There will, no doubt, be investigations. Official explanations will be offered, assurances that every effort is being made to protect civilian lives. But the fact remains that hundreds are being killed. And so far, at least, there are no plans to change the way airstrikes are carried out.

The awful thing is that we know … this will never work. We cannot bomb our way to peace. When the airstrikes stop and all the bodies are finally pulled from the rubble, Mosul will be left with destruction, not harmony.

In this conflict, we can’t even bomb our way to victory, because each airstrike that takes innocent human life or blasts a hole in someone’s home in Iraq or in Syria simply plants the seeds of future extremism.

These tactics alienate the very people who are being “liberated.” Every time more civilians are killed, it gives further weight to the idea that we have lowered value of human life — or at least, the value placed on Iraqi lives. Imagine the response, by comparison, if 200 American aid workers were killed in an errant strike.

The seemingly low threshold for civilian safety makes the fight against ISIS harder, not easier. It makes ISIS propaganda more believable.

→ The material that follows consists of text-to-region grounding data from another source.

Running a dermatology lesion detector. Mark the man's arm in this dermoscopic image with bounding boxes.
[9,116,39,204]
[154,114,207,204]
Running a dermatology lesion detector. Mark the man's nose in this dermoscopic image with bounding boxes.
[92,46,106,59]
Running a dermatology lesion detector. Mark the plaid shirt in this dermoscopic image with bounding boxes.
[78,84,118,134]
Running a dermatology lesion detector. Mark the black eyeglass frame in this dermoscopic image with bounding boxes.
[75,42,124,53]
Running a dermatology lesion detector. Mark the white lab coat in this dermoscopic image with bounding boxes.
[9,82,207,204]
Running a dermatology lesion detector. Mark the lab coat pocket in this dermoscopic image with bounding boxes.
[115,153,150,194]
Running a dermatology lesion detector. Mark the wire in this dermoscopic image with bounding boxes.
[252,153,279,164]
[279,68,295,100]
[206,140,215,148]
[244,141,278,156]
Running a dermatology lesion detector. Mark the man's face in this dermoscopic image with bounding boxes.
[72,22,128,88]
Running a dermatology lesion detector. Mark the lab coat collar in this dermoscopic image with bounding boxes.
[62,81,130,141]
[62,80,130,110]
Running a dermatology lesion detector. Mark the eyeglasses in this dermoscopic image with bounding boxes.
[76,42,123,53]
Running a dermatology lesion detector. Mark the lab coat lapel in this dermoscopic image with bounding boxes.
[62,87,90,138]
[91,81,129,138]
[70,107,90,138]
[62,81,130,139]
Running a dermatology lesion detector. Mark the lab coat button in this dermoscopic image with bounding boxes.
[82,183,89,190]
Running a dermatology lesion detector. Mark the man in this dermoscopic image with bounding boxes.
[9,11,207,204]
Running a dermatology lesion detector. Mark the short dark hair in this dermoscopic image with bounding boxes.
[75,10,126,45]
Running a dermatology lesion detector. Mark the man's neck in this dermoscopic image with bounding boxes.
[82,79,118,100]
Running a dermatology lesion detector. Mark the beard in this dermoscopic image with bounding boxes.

At the very moment when ISIS should be gasping its final breath, these incidents inject life into their militancy.

These contested airstrikes also make it harder for aid groups — like the Preemptive Love Coalition — to go to the frontlines, precisely when we’re needed most. Due to investigations into the circumstances surrounding the airstrike on March 17, security protocols have been tightened, and access restricted. And as a result, families who are literally caught in the crossfire suffer even more.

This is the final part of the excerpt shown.